Open relationships are a strange thing, especially when they're fairly loving. Er, so to speak.
I'm not in one now, but when I was before, I would regularly send my girlfriend to sleep with her ex. I'd slept with him, I knew him to be a loving individual, and their relationship ended very casually and well. My own breakup with that woman was not because she was cheating, but because she lied about a great many things.
I find it interesting that I do not seem to be a jealous person. I remained a good friend of the "other man" for quite a while after the Big Reveal, and our distance now is literally that of proximity. Every time we see each other, there's a hug and a catching up to do.

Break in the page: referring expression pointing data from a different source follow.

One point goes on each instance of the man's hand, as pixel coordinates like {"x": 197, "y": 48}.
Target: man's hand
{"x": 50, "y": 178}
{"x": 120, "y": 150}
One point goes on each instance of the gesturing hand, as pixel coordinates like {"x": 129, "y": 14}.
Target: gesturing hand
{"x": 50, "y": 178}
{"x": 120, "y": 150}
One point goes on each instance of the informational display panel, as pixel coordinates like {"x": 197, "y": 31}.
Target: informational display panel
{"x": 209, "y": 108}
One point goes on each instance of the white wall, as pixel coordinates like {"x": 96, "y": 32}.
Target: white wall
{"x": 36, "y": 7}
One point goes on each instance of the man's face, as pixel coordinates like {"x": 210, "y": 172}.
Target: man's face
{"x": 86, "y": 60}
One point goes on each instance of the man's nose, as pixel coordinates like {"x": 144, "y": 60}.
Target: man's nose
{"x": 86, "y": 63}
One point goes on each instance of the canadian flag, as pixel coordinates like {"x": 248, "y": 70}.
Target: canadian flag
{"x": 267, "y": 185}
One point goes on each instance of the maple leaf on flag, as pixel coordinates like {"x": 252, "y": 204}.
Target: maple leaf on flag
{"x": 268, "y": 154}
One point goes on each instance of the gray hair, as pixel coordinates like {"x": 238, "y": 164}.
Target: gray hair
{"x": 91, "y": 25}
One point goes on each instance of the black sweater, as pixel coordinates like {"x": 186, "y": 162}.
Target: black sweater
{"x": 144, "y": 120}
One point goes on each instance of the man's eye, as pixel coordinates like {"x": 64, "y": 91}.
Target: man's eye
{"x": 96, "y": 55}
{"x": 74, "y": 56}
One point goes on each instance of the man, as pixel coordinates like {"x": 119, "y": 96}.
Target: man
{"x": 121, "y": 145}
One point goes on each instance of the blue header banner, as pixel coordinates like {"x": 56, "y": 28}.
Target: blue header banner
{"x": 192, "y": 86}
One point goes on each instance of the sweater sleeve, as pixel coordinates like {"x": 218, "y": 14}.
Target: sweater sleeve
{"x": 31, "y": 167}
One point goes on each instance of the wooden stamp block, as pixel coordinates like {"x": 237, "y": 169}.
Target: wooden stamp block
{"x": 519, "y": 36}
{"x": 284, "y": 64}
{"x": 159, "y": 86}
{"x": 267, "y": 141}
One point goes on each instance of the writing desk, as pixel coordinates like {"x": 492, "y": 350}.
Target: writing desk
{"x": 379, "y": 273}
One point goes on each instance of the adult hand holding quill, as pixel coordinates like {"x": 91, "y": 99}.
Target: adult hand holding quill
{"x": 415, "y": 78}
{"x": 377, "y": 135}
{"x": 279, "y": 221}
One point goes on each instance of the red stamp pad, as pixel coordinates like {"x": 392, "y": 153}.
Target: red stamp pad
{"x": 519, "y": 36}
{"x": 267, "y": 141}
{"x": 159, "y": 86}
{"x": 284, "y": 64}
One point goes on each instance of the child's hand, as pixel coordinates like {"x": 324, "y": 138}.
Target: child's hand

How many is too many? I can't say. In general, I seem to prefer women in their mid to late twenties with a fairly healthy history of sexual experience, preferably more than myself. So it is with great irony that I fell in love with and married a woman whose virginity I had the privilege to take.
Our relationship isn't open, and I'm fine with that. I am, myself, rather monogamous thus far in my life. (I'm nearing 30, so there's still time for me to be wrong, but I do have some context.) I am her first sexual contact, whereas she is probably my fifth or sixth. I'd have to work that one out, I always forget. There was a very busy month there. And that's not counting second base with another partner long ago.
I sure hope that's not too many. We seem happy.